Não o conheci pessoalmente, mas é um nome forte em minha memória
jornalística. Nos anos 1980, bancário do Banespa, ele foi um dos
sindicalistas que fizeram história no Brasil ao lado de personagens como
Lula, no ABC.
Eu trabalhava na Veja, então, e como jovem repórter acompanhei a luta
épica dos trabalhadores para recuperar parte do muito que lhes havia
sido subtraído na ditadura militar.
Os militares haviam simplesmente proibido e reprimido brutalmente
greves, a maior arma dos trabalhadores na defesa de seus salários e de
sua dignidade. Dessa proibição resultou um Brasil abjetamente iníquo, o
paraíso do 1%.
Fui, da Veja, para o jornalismo de negócios, na Exame, e me afastei do mundo político em que habitava Gushiken.
Ele acabaria fundando o PT, e teria papel proeminente no primeiro governo Lula, depois de coordenar sua campanha vitoriosa.
Acabaria se afastando do governo no fragor das denúncias do Mensalão.
E é exatamente esta parte da vida de Gushiken que me parece
particularmente instrutiva para entender o Brasil moderno.
Gushiken foi arrolado entre os 40 incriminados do Mensalão. O número,
sabe-se hoje, foi cuidadosamente montado para que se pudesse fazer
alusões a Ali Babá e os 40 ladrões.
Gushiken foi submetido a todas as acusações possíveis, e os que o
conhecem dizem o quanto isso contribuiu para o câncer que o está
matando.
Mas logo se comprovou que não havia nada que pudesse comprometê-lo,
por mais que desejassem. Ainda assim, Gushiken só foi declarado inocente
formalmente pelo STF depois de muito tempo, bem mais que o justo e o
necessário, segundo especialistas.
Num site da comunidade japonesa, li um artigo de um jornalista que
dizia, como um samurai, que Gushiken enfim tivera sua “dignidade
devolvida”.
Acho bonito, e isso evoca a alma japonesa e sua relação peculiar com a
decência, mas discordo em que alguém possa roubar a dignidade de um
homem digno com qualquer tipo de patifaria, como ocorreu. A indignidade
estava em quem o acusou falsamente e em quem prolongou o sofrimento
jurídico e pessoal de Gushiken.
O episódio conta muito sobre a justiça brasileira, e sobre,
especificamente, o processo do Mensalão. A história há de permitir um
julgamento mais calmo, e tenho para mim que o papel do Supremo será
visto como uma página de ignomínia.
Gushiken não foi atropelado apenas pela justiça. Veio, com ela, a mídia e, com a mídia, o massacre que conhecemos.
Um caso é exemplar.
Uma nota da seção Radar, da Veja, acusou Gushiken de ter pagado com
dinheiro público um jantar com um interlocutor que saiu por mais de 3
000 reais. A nota descia a detalhes nos vinhos e nos charutos “cubanos”.

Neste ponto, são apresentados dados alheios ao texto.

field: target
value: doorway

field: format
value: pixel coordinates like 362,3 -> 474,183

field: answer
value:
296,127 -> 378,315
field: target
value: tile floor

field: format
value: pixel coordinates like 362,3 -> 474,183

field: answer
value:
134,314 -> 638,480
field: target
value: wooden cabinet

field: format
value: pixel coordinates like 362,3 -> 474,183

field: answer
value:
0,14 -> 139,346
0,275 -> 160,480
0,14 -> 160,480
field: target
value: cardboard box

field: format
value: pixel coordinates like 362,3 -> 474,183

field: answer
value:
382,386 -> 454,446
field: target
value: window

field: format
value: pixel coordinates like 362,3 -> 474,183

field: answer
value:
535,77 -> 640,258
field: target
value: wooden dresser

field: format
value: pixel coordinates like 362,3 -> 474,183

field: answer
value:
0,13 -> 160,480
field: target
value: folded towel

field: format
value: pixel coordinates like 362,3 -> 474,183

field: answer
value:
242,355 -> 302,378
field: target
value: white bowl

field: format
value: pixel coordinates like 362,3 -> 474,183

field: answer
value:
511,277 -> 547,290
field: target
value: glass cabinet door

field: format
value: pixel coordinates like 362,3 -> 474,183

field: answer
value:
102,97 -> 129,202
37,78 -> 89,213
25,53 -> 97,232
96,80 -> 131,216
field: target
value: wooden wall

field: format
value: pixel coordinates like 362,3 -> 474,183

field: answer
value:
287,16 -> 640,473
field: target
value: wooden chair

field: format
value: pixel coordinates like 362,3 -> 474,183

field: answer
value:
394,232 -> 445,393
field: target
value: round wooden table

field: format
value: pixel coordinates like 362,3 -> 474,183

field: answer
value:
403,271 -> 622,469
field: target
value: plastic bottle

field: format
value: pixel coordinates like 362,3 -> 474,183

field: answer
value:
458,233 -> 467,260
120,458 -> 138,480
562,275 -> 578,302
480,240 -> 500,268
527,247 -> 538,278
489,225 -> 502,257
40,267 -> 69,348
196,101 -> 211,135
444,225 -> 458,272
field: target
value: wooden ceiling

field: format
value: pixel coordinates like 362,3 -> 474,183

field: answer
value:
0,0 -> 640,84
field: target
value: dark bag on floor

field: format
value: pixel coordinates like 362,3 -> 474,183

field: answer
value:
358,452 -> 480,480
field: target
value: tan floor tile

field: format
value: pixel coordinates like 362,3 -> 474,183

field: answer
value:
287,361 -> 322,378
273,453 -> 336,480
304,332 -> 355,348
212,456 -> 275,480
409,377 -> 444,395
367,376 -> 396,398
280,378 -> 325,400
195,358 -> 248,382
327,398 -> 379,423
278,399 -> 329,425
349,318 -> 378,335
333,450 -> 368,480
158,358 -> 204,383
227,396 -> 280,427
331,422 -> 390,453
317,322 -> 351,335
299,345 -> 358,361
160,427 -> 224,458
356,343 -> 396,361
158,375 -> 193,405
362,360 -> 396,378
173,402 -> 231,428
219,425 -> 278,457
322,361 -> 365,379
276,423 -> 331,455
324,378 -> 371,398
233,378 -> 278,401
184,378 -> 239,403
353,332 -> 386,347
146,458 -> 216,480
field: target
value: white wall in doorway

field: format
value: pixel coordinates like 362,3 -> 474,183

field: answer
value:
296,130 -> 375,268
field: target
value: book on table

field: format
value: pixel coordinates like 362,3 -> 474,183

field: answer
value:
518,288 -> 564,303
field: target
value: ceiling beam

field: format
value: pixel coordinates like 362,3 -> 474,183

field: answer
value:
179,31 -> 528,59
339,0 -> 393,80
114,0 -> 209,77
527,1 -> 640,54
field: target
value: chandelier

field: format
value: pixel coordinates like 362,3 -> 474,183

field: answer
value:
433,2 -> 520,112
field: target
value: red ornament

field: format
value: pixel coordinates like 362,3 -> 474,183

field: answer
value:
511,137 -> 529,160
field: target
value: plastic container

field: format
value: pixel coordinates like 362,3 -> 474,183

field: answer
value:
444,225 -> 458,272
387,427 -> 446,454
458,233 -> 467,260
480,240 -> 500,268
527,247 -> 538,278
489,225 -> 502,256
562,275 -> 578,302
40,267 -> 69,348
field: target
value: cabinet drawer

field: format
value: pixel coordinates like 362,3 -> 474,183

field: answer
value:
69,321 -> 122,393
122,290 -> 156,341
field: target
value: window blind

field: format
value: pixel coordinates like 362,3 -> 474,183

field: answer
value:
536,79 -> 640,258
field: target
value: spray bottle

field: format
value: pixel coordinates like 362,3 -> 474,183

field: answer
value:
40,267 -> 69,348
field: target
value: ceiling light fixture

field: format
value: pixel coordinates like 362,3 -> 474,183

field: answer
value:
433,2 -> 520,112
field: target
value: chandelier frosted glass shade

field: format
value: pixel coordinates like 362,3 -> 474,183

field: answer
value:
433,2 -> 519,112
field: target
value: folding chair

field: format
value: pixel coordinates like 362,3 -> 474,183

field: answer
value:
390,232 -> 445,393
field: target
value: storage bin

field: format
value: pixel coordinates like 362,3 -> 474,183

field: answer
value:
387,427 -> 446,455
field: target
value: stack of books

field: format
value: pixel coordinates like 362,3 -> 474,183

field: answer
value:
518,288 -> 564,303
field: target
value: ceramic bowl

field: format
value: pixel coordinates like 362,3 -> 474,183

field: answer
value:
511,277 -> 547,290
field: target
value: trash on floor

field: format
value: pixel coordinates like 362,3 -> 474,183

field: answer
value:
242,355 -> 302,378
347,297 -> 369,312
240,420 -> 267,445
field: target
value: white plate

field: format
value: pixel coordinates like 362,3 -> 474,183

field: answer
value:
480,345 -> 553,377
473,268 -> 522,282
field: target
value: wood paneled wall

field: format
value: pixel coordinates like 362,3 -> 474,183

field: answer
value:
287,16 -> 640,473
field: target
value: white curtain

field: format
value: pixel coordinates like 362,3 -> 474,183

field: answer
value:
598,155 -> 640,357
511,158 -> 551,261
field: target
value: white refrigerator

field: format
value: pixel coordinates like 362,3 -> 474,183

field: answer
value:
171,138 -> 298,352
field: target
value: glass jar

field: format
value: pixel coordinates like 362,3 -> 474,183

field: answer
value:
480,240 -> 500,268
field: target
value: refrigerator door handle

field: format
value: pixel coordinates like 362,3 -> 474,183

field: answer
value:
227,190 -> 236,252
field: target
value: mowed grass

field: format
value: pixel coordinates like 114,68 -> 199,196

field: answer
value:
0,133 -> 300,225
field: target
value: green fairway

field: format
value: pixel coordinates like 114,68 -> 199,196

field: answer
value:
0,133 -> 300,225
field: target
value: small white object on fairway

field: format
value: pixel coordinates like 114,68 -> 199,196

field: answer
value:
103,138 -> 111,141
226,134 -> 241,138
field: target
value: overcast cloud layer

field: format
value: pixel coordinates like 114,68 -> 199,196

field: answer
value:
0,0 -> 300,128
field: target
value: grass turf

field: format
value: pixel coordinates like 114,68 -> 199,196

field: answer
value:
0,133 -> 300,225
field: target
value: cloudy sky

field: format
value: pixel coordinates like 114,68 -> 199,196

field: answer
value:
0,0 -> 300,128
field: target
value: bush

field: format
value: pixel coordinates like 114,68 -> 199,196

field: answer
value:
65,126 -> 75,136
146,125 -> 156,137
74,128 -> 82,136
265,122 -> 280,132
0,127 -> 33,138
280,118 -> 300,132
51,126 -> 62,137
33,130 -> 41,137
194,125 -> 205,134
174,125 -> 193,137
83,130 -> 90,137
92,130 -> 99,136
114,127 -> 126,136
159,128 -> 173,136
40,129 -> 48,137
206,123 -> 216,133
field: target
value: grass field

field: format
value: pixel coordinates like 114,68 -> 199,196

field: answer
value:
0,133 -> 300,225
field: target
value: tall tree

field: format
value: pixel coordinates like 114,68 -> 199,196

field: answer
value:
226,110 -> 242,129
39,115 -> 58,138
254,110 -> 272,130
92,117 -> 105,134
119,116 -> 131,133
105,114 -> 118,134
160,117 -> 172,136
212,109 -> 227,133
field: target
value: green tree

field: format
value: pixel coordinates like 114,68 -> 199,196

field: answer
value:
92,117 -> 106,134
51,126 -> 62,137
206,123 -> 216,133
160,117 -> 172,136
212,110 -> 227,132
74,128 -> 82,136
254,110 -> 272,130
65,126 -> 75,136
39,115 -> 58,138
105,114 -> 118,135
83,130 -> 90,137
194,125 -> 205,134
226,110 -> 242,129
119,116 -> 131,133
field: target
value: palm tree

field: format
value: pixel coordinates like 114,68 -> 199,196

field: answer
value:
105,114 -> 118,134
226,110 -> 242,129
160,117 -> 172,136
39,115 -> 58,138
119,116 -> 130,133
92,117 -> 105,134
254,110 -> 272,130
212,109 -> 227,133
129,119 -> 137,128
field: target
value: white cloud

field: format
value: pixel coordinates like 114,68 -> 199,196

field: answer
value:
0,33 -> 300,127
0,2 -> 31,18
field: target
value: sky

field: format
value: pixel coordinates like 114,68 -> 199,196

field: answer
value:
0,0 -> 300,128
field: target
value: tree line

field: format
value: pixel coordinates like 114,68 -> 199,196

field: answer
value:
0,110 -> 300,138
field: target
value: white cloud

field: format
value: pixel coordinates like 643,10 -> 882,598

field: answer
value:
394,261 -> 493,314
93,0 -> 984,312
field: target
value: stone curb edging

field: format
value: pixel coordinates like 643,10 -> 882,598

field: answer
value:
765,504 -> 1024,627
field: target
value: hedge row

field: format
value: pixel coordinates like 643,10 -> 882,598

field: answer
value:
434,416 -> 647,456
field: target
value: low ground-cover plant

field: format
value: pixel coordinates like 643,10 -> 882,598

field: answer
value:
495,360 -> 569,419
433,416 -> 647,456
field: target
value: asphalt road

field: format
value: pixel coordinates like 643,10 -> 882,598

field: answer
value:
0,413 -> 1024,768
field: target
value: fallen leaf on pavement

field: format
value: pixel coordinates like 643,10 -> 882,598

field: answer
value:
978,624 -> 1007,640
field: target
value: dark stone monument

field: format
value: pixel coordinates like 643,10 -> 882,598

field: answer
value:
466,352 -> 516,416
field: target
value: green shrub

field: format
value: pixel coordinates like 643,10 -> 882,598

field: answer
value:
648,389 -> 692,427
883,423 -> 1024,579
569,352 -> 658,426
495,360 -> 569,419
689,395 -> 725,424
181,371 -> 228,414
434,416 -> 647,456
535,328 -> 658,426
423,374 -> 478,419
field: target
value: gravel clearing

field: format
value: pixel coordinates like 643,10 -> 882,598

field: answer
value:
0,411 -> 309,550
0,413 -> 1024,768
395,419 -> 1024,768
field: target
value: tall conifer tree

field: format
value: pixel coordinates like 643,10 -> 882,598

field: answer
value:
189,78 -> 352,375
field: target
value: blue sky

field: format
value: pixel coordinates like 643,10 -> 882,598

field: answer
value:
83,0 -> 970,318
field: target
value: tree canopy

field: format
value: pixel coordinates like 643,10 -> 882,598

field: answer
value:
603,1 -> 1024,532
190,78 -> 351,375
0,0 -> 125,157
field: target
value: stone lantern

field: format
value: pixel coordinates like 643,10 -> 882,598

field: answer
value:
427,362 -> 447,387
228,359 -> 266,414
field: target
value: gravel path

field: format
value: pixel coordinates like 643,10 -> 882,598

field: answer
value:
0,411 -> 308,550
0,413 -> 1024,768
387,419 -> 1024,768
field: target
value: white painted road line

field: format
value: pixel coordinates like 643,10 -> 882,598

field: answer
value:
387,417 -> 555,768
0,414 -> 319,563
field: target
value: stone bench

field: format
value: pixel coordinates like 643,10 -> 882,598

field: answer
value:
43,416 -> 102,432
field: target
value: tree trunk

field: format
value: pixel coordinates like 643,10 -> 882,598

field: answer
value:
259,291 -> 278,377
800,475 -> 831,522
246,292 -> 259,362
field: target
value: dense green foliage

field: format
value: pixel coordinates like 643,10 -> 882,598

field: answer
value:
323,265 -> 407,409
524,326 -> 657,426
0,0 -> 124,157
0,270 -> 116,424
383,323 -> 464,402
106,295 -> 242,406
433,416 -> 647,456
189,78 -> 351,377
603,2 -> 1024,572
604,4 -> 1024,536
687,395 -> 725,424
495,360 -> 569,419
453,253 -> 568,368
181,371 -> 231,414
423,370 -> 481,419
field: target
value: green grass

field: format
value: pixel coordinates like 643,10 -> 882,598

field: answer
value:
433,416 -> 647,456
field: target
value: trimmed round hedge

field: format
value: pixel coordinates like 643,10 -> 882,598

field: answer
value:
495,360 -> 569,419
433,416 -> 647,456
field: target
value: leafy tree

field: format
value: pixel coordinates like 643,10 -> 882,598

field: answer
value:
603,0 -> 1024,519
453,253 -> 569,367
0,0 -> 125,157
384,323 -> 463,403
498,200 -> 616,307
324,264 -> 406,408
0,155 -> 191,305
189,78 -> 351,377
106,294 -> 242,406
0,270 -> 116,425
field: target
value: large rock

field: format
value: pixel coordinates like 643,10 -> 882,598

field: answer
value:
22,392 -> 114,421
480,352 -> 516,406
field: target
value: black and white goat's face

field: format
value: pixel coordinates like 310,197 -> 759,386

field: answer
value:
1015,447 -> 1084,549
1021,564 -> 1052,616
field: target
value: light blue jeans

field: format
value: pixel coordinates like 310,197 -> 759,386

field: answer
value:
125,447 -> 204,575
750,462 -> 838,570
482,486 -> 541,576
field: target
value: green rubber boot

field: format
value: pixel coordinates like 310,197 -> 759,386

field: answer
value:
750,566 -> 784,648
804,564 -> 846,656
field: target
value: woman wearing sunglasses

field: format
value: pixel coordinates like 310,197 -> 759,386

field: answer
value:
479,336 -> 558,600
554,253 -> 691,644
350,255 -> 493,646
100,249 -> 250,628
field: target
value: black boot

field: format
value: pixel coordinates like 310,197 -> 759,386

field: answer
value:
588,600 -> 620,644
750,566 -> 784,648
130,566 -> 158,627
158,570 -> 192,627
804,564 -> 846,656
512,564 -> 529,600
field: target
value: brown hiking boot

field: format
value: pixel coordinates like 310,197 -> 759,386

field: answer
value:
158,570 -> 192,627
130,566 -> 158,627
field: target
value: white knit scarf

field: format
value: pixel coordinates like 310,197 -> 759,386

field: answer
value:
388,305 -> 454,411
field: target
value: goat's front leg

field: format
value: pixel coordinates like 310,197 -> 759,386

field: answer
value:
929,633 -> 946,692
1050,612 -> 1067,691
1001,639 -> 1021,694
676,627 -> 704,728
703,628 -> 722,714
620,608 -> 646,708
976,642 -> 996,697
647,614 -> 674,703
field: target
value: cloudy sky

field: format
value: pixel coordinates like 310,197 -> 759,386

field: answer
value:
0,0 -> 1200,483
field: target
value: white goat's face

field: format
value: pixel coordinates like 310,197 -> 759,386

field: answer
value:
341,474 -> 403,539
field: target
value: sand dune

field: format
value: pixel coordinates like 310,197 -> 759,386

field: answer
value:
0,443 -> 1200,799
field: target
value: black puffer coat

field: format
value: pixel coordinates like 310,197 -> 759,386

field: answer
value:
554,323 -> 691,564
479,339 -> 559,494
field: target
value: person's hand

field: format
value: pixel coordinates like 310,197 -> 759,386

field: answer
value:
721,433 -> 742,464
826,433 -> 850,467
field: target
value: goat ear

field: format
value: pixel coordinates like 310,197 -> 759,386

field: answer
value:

Gushiken processou a revista. Ele forneceu evidências – a começar
pela nota e por testemunho de um garçom – de que a conta era na verdade
um décimo da alegada, que o vinho fora levado de casa, e os charutos
eram brasileiros.
Mais uma vez, uma demora enorme na justiça, graças a chicanas jurídicas da Abril.
Em junho passado, Gushiken enfim venceu a causa. A justiça condenou a Veja a pagar uma indenização de 20 mil reais.
O tamanho miserável da indenização se vê pelo seguinte: é uma fração
de uma página de publicidade da Veja. Multas dessa dimensão não coíbem,
antes estimulam, leviandades de empresas jornalísticas que faturam na
casa dos bilhões.
Não vou entrar no mérito dos leitores enganado, que construíram um
perfil imaginário de Gushiken com base em informações como aquela do
Radar. Também eles deveriam ser indenizados, a rigor.
Gushiken enfrentou, na vida, a ditadura, as lutas sindicais por seus pares modestos, a justiça e a mídia predadora.
Combateu — ainda combate — o bom combate.